Его тащит по россыпям камней, острые края рвут спину, проводят новые борозды по обнаженному мясу, ударяют о затылок, срывая последние клочки скальпа. Иногда цепь натягивается сильнее, и его переворачивает. Он имеет возможность снова и снова любоваться надвигающейся бурей.
Со стороны движущегося где-то впереди фургона доносятся звуки страдания, сзади слышен неумолчный хор отпавших.
Как плохо, думал он иногда, что могучий демон не нашел его в миг падения, не вскинул на плечо — не то чтобы он смог бы нести больше того, что уже нес, но хотя бы оттащил его в сторону, и массивное колесо не оторвало бы правую руку до плеча, превратив кости и плоть в кровавую кашу. От конечности остались лишь концы рваных жил. После этого он потерял всякую надежду встать и присоединиться к процессии. «Да и слабой была надежда. Я стал еще одним мертвым весом, я влачусь позади, добавляя страданий тем, что тащат повозку».

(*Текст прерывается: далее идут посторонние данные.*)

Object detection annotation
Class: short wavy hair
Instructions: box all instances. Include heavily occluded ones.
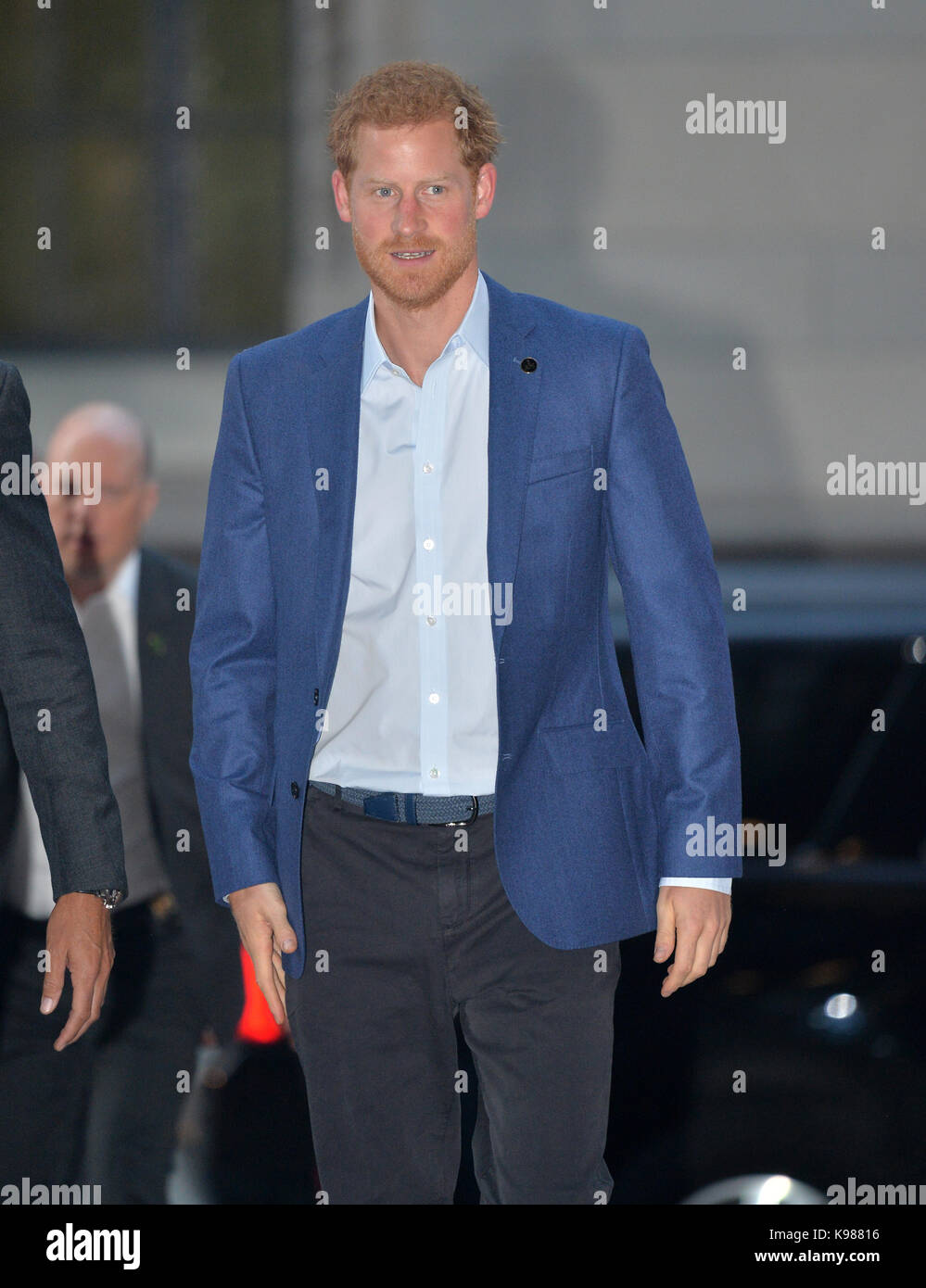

Неподалеку, почти параллельно ему, огромная замшелая цепь тащит останки дракона. Крылья как рваные паруса, торчащие концы сломанных ребер, лишившая почти всей кожи голова болтается за ободранной шеей. Увидев его в первый раз, он был потрясен, устрашен. Но и сейчас каждый взгляд в ту сторону вызывал волну страха. Неудача могущественного существа — доказательство безнадежности их отчаянных усилий.
Аномандер Рейк больше не убивает. Легион не справляется. Уничтожение все ближе.
«Жизнь боится хаоса. Всегда так было. Мы боимся его сильнее всего иного, ибо хаос — анафема. Порядок сражается против распада. Порядок ищет сотрудничества, видя в нем механизм выживания — в любом масштабе, от заживления ранки на коже до спасения особей и целых видов. Разумеется, сотрудничество не обязано по своей природе быть мирным. Крошечные неудачи обеспечивают конечный успех.
Да, тащась за повозкой, оказавшись на краю существования, я начал это понимать…
Поглядите на меня, вкушающего плоды размышлений.
Рейк, что ты творишь?»
Мозолистая рука сомкнулась на оставшемся запястье, подняла с земли; его тащили вперед, к повозке.
— Бессмысленно.
— Это, — раздался глубокий, размеренный голос, — не имеет значения.
— Я не стою…
— Возможно. Но я намерен найти для тебя местечко в фургоне.
Дич хрипло засмеялся. — Просто оторви ногу, добрый господин, и оставь меня.